If the Republican agenda is so unpopular, how does the party win elections? Partly by lying about its policies. But mainly the G.O.P.’s political achievements depend on identity politics — white identity politics. Exploiting racial resentment to capture white working-class voters, while pursuing policies that benefit only the wealthy, has been the core of the party’s political strategy for decades. That’s why, in an increasingly diverse country, Republican support has stayed overwhelmingly white.

In a fundamental sense, Trumpism is the culmination of that strategy. Commentators keep calling Trump a “populist,” but the only way in which he actually caters to working-class white voters is by appealing to their racial animus. He may be successful in doing so partly because it’s the only thing about his political persona that’s sincere: All indications are that he really is a racist.

His substantive policies, however, have followed the standard right-wing agenda: In 2017 he passed a huge tax cut, largely for corporations, that disproportionately benefited the wealthy, and almost succeeded in repealing Obamacare, in the process gutting Medicaid.

And these policies have endeared him to the G.O.P.’s money men. “Deep-pocketed Republicans who snubbed Donald Trump in 2016 are going all in for him in 2020,” reports Politico.

They’re doing so even though they know that Trump was installed in office in part thanks to Russian aid, that his financial entanglements with foreign governments pose huge conflicts of interest and that he consistently shows a preference for dictatorships over our democratic allies.

As I said, the modern G.O.P. is perfectly willing to sell out America if that’s what it takes to get tax cuts for the wealthy.

Once you accept this reality, two conclusions follow.

First, anyone expecting bipartisanship in dealing with the aftermath of the Mueller report — in particular, anyone suggesting that Democrats should wait for G.O.P. support before proceeding with investigations that might lead to impeachment — is being deluded. Trump is giving the Republican establishment what it wants, and it will stick with him no matter what.

Second, it’s later than you think for American democracy. Before 2016 you could have wondered whether Republicans would, in extremis, be willing to take a stand in defense of freedom and rule of law. At this point, however, they’ve already taken that test, and failed with flying colors.

The simple fact is that one of our two major parties — the one that likes to wrap itself in the flag — no longer believes in American values. And it’s very much up in the air whether America as we know it will survive.

The Party of Trump represents somewhere between 36-42% of the American public. They walk among us. They are our co-workers, neighbors, and even family members. The authoritarian personality cult of Donald Trump is a cancer in the body politic that directly threatens the survival of our great American experiment in democracy.

Remove Donald Trump, and his cult followers will simply reassign their cult loyalty to whomever emerges as his successor. (Trump likely dreams of a Trump dynasty, keeping it within the Trump crime family. Sorry Mike Pence).

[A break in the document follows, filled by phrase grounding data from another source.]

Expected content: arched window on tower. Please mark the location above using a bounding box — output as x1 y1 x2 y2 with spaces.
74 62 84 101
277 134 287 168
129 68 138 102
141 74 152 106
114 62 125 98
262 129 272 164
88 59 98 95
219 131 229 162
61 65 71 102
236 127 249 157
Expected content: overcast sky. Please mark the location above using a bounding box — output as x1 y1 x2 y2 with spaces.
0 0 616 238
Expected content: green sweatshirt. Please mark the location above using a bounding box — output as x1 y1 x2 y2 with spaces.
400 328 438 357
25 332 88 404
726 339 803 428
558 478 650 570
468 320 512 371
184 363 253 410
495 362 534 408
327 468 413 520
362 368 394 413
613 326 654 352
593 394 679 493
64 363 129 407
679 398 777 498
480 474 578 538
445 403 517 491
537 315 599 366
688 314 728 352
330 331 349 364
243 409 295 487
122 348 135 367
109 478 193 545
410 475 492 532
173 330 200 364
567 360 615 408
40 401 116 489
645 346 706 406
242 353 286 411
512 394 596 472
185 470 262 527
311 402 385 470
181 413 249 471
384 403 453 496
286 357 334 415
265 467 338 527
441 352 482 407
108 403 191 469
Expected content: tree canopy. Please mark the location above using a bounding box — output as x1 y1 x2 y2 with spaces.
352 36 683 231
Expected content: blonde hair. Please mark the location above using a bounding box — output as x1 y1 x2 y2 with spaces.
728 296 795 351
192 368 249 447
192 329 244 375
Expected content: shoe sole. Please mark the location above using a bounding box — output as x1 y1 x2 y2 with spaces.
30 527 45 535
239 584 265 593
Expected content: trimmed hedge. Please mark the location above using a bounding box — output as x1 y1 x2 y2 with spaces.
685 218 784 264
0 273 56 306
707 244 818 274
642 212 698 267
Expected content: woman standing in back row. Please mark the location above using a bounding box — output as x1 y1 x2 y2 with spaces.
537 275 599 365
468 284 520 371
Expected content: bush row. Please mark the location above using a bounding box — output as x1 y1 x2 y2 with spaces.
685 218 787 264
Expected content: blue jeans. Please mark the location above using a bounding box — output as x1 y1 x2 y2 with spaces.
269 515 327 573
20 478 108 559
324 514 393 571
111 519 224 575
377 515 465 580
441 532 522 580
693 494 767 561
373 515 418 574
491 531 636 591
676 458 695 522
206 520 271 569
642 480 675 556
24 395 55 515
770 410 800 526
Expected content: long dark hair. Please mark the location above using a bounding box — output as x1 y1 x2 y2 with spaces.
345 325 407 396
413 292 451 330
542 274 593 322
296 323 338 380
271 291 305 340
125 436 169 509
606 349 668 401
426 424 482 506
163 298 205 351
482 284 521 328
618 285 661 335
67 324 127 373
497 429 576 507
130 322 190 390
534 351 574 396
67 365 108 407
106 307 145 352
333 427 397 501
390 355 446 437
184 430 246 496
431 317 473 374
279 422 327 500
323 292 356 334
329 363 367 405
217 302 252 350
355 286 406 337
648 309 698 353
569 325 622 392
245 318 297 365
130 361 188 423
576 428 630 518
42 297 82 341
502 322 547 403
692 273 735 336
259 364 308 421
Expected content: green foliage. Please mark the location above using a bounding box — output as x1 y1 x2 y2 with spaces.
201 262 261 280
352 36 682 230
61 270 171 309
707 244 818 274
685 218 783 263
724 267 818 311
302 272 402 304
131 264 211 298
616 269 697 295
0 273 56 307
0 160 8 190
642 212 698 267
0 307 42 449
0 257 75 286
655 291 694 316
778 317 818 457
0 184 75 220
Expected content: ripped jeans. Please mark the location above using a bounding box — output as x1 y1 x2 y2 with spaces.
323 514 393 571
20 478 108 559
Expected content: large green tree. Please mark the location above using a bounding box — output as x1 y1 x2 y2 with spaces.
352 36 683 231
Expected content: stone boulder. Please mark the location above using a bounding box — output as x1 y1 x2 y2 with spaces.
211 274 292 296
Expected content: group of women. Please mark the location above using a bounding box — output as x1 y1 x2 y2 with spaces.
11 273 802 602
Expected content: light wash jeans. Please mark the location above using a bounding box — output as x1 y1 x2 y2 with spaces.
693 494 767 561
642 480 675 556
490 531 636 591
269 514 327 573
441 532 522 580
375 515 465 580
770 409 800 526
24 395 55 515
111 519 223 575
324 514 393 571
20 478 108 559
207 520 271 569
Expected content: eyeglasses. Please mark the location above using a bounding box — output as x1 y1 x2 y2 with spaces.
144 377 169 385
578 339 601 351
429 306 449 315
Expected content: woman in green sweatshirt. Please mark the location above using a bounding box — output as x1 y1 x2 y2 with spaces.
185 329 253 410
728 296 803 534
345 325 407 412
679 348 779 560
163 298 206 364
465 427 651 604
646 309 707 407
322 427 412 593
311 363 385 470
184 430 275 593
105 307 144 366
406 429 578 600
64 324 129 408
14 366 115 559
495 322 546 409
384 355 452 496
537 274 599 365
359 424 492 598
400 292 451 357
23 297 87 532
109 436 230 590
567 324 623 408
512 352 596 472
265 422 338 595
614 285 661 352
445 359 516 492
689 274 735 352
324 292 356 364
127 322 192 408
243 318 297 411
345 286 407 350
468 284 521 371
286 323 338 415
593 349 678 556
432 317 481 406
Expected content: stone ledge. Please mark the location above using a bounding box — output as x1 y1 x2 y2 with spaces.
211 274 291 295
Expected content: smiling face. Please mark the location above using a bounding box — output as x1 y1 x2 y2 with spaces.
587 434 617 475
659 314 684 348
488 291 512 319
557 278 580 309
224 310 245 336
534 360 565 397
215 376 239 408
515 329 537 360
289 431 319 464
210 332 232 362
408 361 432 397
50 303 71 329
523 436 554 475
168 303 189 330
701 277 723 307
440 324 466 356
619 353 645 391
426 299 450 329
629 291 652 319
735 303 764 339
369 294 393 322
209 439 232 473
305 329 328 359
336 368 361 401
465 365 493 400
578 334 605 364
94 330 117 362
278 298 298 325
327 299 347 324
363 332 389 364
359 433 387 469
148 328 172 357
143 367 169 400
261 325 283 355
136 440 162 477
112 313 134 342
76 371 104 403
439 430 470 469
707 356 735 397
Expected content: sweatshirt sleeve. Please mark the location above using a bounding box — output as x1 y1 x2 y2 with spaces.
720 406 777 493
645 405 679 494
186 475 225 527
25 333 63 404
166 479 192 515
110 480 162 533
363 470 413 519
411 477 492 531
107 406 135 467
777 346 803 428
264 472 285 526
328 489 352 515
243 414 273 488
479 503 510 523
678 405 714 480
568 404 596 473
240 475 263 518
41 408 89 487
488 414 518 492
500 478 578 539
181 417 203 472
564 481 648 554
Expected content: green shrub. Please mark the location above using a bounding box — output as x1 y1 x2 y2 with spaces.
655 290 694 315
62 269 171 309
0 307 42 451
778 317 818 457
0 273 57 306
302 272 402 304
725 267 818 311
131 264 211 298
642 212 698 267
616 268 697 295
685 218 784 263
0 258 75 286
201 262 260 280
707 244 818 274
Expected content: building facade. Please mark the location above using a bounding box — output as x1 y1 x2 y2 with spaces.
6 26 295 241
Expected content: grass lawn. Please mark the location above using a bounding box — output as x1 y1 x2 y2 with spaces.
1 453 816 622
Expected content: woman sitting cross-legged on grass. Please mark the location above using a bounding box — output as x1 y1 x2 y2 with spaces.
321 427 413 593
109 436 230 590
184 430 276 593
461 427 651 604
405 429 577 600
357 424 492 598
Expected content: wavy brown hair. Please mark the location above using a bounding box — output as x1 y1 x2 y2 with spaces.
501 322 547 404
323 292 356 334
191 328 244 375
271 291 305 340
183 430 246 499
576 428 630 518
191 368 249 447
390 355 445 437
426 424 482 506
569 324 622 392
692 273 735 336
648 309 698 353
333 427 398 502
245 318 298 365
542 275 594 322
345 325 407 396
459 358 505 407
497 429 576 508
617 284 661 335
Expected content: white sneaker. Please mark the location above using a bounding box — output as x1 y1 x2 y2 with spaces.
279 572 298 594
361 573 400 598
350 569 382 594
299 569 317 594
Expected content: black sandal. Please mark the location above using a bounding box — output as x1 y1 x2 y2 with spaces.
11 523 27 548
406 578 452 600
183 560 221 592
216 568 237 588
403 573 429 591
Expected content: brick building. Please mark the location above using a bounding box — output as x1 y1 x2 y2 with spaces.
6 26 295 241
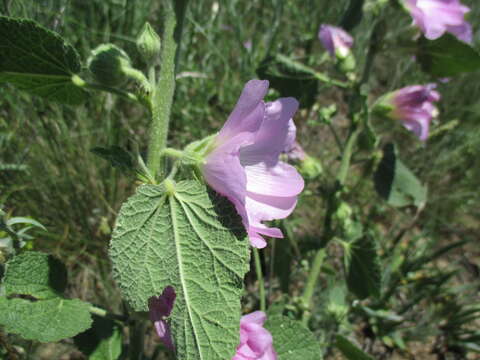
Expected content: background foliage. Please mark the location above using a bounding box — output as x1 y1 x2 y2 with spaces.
0 0 479 359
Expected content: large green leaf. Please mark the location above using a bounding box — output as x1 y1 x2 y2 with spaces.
346 233 381 300
110 180 250 359
336 335 374 360
374 143 427 207
265 315 322 359
0 16 87 105
0 251 92 342
416 34 480 77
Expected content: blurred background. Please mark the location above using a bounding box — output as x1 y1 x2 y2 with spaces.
0 0 479 358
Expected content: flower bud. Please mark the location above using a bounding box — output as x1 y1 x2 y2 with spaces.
300 155 323 179
87 44 132 87
373 84 441 141
136 22 161 65
318 24 353 60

His cult followers are not going to magically transform into becoming “normal Republicans” from our past after Trump is gone as some Never-Trumpers delude themselves. There is no going back to the Party of Lincoln when Never-Trumpers have failed to establish a viable alternative political party to appeal to disaffected former Republicans.

So the question we need to ask ourselves is “How do we excise the cancer that is the Party of Trump?” I don’t yet have an answer to this question. And neither does anyone else, it appears.